Morning Market Overview
New York Mercantile Exchange oil futures nearest to delivery and Intercontinental Exchange Brent futures inched higher in early trade Wednesday following steep losses Tuesday, bolstered by a larger-than-expected draw in U.S. commercial crude inventories, while continued supply cuts from Organization of the Petroleum Exporting Countries and allies underpin market support.
At 9 AM ET, NYMEX August West Texas Intermediate was up $0.30 at $56.55 bbl, with ICE September Brent $0.60 higher at $63 bbl. NYMEX August ULSD futures were 0.7cts higher near $1.8930 gallon, with the August RBOB contract 0.85cts higher near $1.8790 gallon. American Petroleum Institute reported a sizable 5 million bbl drawdown in domestic crude stockpiles during the week end June 28, nearly twice calls for a 2.6 million bbl draw.

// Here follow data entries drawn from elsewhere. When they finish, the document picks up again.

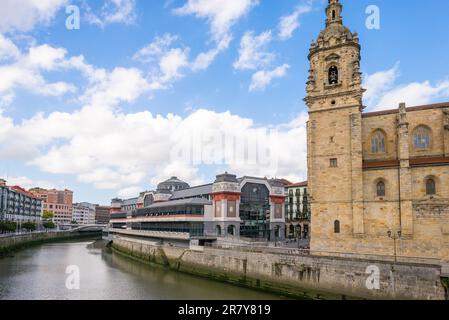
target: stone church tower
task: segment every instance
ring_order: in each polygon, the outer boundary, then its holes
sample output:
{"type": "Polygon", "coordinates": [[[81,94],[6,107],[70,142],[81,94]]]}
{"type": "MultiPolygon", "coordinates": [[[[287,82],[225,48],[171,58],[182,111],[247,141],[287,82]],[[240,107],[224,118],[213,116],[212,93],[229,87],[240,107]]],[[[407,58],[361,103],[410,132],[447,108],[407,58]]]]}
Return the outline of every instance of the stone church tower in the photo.
{"type": "Polygon", "coordinates": [[[363,159],[360,44],[343,25],[342,5],[329,0],[326,28],[309,54],[308,172],[311,250],[340,245],[335,229],[362,237],[363,159]]]}
{"type": "Polygon", "coordinates": [[[341,13],[329,0],[309,54],[311,253],[442,261],[449,276],[449,103],[363,112],[359,39],[341,13]]]}

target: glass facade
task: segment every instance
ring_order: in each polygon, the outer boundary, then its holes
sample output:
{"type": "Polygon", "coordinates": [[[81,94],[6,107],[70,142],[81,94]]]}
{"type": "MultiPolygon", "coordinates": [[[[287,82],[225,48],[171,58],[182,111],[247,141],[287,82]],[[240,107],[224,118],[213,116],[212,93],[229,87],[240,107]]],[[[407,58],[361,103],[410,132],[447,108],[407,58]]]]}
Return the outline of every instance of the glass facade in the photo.
{"type": "Polygon", "coordinates": [[[202,222],[138,222],[132,223],[133,230],[182,232],[190,236],[203,236],[204,224],[202,222]]]}
{"type": "Polygon", "coordinates": [[[263,184],[247,183],[240,202],[240,236],[267,238],[270,234],[270,192],[263,184]]]}
{"type": "Polygon", "coordinates": [[[204,205],[178,205],[144,208],[133,212],[133,217],[160,217],[172,215],[204,215],[204,205]]]}

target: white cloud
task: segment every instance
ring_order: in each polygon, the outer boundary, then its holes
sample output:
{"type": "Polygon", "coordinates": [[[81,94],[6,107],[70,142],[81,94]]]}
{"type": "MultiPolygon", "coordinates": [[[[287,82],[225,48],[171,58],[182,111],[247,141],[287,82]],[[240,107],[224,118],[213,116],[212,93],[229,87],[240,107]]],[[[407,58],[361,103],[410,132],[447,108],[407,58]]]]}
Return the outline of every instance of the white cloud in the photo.
{"type": "Polygon", "coordinates": [[[139,69],[117,67],[94,80],[81,100],[93,105],[115,106],[122,101],[135,101],[150,88],[151,84],[139,69]]]}
{"type": "Polygon", "coordinates": [[[273,79],[282,78],[290,68],[288,64],[283,64],[271,71],[261,70],[253,74],[249,91],[264,90],[273,79]]]}
{"type": "Polygon", "coordinates": [[[259,4],[259,0],[187,0],[186,4],[173,10],[178,15],[194,15],[207,19],[215,47],[197,55],[191,64],[193,71],[207,69],[215,58],[229,47],[231,28],[239,19],[259,4]]]}
{"type": "Polygon", "coordinates": [[[290,15],[281,17],[278,25],[279,38],[281,40],[290,39],[296,29],[300,27],[299,18],[305,13],[312,11],[312,3],[309,1],[307,4],[299,5],[290,15]]]}
{"type": "MultiPolygon", "coordinates": [[[[198,147],[196,151],[203,157],[207,150],[215,150],[230,172],[289,176],[299,180],[306,170],[305,118],[306,115],[301,115],[290,124],[274,127],[277,135],[272,139],[272,126],[256,127],[251,119],[205,109],[181,118],[171,114],[153,116],[150,112],[126,114],[113,108],[90,105],[72,113],[38,114],[20,124],[0,116],[0,159],[21,158],[44,172],[73,175],[78,181],[97,189],[134,188],[129,189],[134,192],[136,186],[146,185],[145,179],[149,176],[154,181],[149,179],[148,182],[154,184],[172,175],[192,184],[209,181],[200,176],[199,171],[199,166],[207,159],[192,163],[173,156],[177,146],[199,141],[190,146],[198,147]],[[252,141],[261,133],[259,141],[268,144],[268,150],[272,151],[270,156],[276,157],[273,162],[276,167],[257,162],[227,162],[219,155],[223,151],[222,142],[210,140],[210,133],[239,141],[252,141]],[[25,150],[34,152],[22,153],[15,148],[15,141],[21,141],[25,150]],[[287,154],[277,152],[287,149],[287,154]]],[[[230,147],[232,145],[227,145],[230,147]]]]}
{"type": "Polygon", "coordinates": [[[241,17],[258,4],[258,0],[187,0],[183,7],[174,12],[207,19],[212,37],[219,42],[241,17]]]}
{"type": "Polygon", "coordinates": [[[8,59],[17,59],[20,56],[20,50],[10,40],[0,34],[0,62],[8,59]]]}
{"type": "Polygon", "coordinates": [[[394,109],[399,103],[408,106],[418,106],[434,102],[445,101],[449,98],[449,81],[431,84],[429,81],[414,82],[400,85],[387,93],[377,103],[376,110],[394,109]]]}
{"type": "Polygon", "coordinates": [[[25,176],[8,177],[7,184],[9,186],[19,186],[24,189],[31,189],[31,188],[36,188],[36,187],[40,187],[40,188],[44,188],[44,189],[56,188],[56,185],[51,181],[46,181],[46,180],[34,181],[25,176]]]}
{"type": "Polygon", "coordinates": [[[35,25],[48,24],[67,0],[2,0],[0,33],[27,32],[35,25]]]}
{"type": "Polygon", "coordinates": [[[119,190],[118,196],[123,199],[135,198],[142,192],[141,187],[133,186],[119,190]]]}
{"type": "Polygon", "coordinates": [[[269,65],[275,58],[273,53],[266,52],[271,42],[271,31],[265,31],[258,36],[246,32],[240,41],[239,59],[234,63],[237,70],[254,70],[269,65]]]}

In refined products, data was mixed showing gasoline stocks declined 837,000 bbl, below an expected 2.5 million bbl drop, while distillate inventories slid 1.7 million bbl versus an expected decline of 600,000 bbl. Energy Information Administration will publish its weekly supply statistics for last week of June at 10:30 AM ET. WTI and Brent settled at two-week lows Tuesday, even as OPEC and 10 oil producing countries outside the block agreed to roll over 1.2 million bpd in reduced production into the first quarter of 2020. Oil markets grew increasingly mute to the extended OPEC+ supply restriction, as concern over a slowing global economy and its effect on fuel demand outweighed the group’s efforts to prop up oil prices.
A slew of bearish economic reports from earlier this week triggered aggressive selling in oil futures on Tuesday, sending WTI 4.8% lower at the market close. Barclays expects oil demand to grow at the slowest pace in eight years in 2019, gaining less than 1 million bpd, while also revising lower the price of Brent, the international benchmark, to $60 bbl for the current year.
Meanwhile, International Energy Agency and Energy Information Administration both downgraded their demand forecasts in the second quarter, with updated estimates due to be published next week. Against the backdrop of weak macro signals, U.S. equities continued to draw support on Tuesday from the agreement between the United States and China to halt new tariffs, with S&P 500 notching its second session of record gains.
Market participants will be looking ahead to the government jobs report due on Friday, which could be potentially the key driver for the markets in the coming weeks. Markets expect the U.S. economy to have gained 160,000 new jobs in June. U.S. dollar strengthen to 96.280 in early index trading on Wednesday.